Handball club in North Macedonia

Active departments of Pelister
| FK Pelister | RK Eurofarm Pelister 2 | KK Pelister |
RK Eurofarm Pelister (РК Еурофарм Пелистер) is a Macedonian handball club from Bitola. They currently compete in the Macedonian Super League, the Regional League, and the EHF European League.

==History==
The original team was the first handball club in Macedonia, formed in 1946 under the name Pelagonija. It later changed its name to Pelister in 1955. The 60s were very successful, winning 4 championships starting in 1960 till the last one in 1969. The club ended up winning three more titles in the 70s. In the 80s, the 1981 season was the last winning season, capturing their 8th Macedonian league title. From the 1983-84 season, Pelister began participating regularly in the Yugoslav Handball Championship. They finished in third place in 1985 and were runners-up in back-to-back seasons (1986–87 and 1987–88) behind the dominant club Metaloplastika Šabac. Around that time the slogan "He who hasn't played in Bitola doesn't know what real support looks like" gained popularity, being uttered by the likes of Vlado Šola, Lino Červar and Zlatan Saračević.

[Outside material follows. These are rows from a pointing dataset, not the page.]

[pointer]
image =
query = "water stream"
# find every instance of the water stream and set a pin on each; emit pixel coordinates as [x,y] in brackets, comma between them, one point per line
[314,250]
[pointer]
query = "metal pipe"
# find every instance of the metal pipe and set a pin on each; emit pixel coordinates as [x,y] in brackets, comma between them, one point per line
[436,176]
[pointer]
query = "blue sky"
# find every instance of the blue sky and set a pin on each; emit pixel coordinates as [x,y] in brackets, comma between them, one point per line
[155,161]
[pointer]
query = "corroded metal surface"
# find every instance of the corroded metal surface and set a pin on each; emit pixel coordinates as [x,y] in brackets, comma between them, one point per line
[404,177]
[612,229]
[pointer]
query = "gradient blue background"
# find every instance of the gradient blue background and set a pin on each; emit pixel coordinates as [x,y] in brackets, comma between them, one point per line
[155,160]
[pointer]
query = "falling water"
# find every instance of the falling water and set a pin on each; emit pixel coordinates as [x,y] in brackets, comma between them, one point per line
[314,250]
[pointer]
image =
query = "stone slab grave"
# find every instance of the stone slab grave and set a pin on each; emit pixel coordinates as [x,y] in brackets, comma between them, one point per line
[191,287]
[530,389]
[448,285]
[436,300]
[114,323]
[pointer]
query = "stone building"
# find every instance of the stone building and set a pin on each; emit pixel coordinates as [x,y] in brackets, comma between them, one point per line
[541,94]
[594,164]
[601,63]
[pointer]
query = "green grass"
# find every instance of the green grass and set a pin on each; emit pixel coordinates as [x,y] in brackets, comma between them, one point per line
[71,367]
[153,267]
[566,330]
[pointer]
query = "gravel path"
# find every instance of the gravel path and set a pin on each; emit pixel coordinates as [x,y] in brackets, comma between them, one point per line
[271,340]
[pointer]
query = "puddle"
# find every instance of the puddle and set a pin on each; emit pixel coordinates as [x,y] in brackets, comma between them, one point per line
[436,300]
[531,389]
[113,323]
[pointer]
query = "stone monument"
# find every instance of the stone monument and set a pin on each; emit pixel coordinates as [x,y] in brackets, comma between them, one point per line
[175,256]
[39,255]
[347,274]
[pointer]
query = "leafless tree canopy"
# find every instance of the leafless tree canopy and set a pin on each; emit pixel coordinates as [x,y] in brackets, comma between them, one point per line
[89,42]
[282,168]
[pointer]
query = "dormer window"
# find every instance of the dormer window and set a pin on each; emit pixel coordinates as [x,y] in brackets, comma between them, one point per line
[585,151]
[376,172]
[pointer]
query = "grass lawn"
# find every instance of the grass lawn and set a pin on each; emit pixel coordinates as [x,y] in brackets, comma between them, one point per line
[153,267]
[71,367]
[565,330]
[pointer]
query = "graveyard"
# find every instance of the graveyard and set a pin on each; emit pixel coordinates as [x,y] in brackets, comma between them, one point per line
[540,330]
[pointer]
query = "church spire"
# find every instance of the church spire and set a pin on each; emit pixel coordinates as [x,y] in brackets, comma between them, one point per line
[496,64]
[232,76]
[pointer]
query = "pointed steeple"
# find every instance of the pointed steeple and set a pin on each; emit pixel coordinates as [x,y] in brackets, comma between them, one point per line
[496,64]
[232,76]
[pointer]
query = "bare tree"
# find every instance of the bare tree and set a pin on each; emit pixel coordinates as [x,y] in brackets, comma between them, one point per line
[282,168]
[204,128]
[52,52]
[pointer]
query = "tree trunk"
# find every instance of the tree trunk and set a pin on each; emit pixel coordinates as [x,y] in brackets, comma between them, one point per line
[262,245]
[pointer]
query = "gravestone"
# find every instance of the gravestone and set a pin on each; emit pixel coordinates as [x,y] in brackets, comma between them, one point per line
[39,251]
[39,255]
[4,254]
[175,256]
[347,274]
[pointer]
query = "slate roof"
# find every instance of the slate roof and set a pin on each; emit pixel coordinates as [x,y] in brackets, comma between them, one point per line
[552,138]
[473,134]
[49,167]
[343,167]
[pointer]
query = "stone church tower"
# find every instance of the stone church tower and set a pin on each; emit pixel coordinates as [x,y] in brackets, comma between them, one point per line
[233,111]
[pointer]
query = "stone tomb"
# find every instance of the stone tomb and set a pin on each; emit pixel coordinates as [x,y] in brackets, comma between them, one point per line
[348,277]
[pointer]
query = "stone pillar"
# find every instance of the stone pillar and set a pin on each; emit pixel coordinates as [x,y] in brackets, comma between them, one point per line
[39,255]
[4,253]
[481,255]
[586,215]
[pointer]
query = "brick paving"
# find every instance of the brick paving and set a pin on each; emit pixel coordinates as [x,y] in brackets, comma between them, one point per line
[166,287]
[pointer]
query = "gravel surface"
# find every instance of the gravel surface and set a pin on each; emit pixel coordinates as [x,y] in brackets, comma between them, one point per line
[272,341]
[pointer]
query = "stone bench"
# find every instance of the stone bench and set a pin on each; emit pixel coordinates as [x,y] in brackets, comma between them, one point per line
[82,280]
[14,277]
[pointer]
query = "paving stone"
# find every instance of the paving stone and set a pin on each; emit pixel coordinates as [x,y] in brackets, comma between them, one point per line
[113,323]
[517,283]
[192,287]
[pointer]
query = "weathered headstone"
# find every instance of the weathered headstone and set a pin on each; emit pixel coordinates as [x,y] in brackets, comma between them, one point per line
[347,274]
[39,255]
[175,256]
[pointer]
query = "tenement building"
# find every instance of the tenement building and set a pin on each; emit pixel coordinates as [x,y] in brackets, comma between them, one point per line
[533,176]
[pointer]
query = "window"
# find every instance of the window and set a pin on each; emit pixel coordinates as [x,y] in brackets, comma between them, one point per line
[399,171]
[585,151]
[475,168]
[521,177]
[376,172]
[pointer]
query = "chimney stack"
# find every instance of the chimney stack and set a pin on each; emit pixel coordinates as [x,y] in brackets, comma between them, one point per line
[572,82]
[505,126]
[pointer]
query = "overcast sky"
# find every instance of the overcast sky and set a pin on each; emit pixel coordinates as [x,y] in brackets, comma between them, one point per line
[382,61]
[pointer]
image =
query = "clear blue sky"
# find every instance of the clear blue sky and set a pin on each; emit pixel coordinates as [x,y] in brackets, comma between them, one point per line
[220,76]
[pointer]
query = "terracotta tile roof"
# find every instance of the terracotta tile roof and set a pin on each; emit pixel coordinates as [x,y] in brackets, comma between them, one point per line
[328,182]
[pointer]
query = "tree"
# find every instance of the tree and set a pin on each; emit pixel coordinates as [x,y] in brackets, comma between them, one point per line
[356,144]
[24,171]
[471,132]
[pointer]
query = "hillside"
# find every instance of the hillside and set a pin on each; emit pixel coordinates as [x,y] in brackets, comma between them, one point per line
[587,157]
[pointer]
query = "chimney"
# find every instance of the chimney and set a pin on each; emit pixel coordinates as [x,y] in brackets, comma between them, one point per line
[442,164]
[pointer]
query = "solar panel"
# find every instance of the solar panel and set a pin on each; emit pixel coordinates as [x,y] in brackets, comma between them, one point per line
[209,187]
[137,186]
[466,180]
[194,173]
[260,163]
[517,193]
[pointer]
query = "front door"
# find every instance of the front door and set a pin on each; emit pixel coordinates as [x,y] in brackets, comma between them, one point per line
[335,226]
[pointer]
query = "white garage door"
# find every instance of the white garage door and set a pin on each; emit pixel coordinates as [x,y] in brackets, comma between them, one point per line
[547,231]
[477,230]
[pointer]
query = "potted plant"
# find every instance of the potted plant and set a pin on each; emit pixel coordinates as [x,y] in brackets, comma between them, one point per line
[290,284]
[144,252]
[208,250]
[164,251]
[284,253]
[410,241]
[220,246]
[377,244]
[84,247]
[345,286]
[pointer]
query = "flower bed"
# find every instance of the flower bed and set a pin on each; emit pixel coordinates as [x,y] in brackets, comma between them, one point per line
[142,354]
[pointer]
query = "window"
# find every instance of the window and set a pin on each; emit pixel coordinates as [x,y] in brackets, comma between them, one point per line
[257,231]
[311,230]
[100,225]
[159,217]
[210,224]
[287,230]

Pelister became the first Macedonian club to play in Europe. In 1986 they defeated Filippos Verias in the 1st round, but they ended up losing in 1/8 finals against Atlético Madrid winning 24:19 at home and 10:19 away (34:38) on aggregate. In the 1988/1989 season they reached the EHF Cup quarterfinal, eliminating SPE Strovolos Nicosia, HC Banik and finally losing out to German club ASK Vorwärts. The first leg in Bitola was won by six goals, but the second leg in Berlin resulted in a loss by seven points 22:16 and 13:22 (35:38). When the Macedonian Handball Super League was formed in 1992, Pelister became the most successful club in the country, winning five league titles and five Cups that decade. In 1996, they made it to the semi-finals of the EHF Cup Winners' Cup where they lost on aggregate by one goal to the eventual champion TBV Lemgo. A record, 3,200 spectators were in attendance for the rematch in Bitola. Another proof of Pelisters' dominance at the time, seven players on Macedonia's squad at the 1999 World Men's Handball Championship in Egypt played for the club.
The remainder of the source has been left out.